O Globo, Especial/Coronavírus, p. 12.
03 de Jun de 2020

Estudo mostra que 40% de grupo ianomâmi podem contrair Covid-19 por causa do garimpo ilegal
Trabalho realizado pelo Instituto Socioambiental em parceria com a UFMG, com revisão da Fundação Oswaldo Cruz, revela que a comunidade indígena pode perder 6,5% de seus integrantes

Célia Costa

Um estudo realizado na Terra Indígena Ianomâmi, área localizada entre Roraima e Amazonas, mostra que quase 40% dos indígenas que vivem em áreas próximas ao garimpo ilegal podem contrair Covid-19. Nessa projeção, o grupo de 13.889 pessoas poderia perder até 6,5% dos seus integrantes. A presença de cerca de 20 mil garimpeiros no território é uma das principais causas.

O trabalho, realizado pelo Instituto Socioambiental (ISA) em parceria com a Universidade Federal de Minas Gerais (UFMG) e com revisão da Fundação Oswaldo Cruz (Fiocruz), foi divulgado nesta terça-feira (2/6) junto com campanha "#ForaGarimpoForaCovid", uma iniciativa encampada pelo Fórum de lideranças Yanomami e Ye'kwana, que reivindicam a desintrusão urgente dos mais de 20 mil garimpeiros, uma medida legal tomada para concretizar a posse efetiva da terra indígena a um povo.

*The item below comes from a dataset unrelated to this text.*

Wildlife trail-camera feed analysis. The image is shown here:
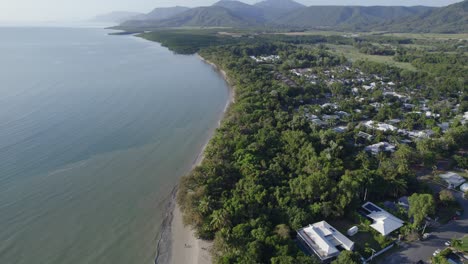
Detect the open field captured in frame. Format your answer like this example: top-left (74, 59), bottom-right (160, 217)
top-left (281, 30), bottom-right (468, 40)
top-left (378, 33), bottom-right (468, 40)
top-left (327, 44), bottom-right (416, 71)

A população estudada foi de 13.889 indígenas, 50,7% da população da terra ianomâmi, que reside a menos de cinco quilômetros das áreas de invasão garimpeira. Nessa região, estima-se uma população de 20 mil garimpeiros. No pior cenário desenhado pela pesquisa, com uma perspectiva de transmissão mais intensa, adotando a taxa de contágio de um infectado disseminando para quatro indivíduos, a ocorrência de um único caso na região pode resultar em 5.603 novos casos após 120 dias.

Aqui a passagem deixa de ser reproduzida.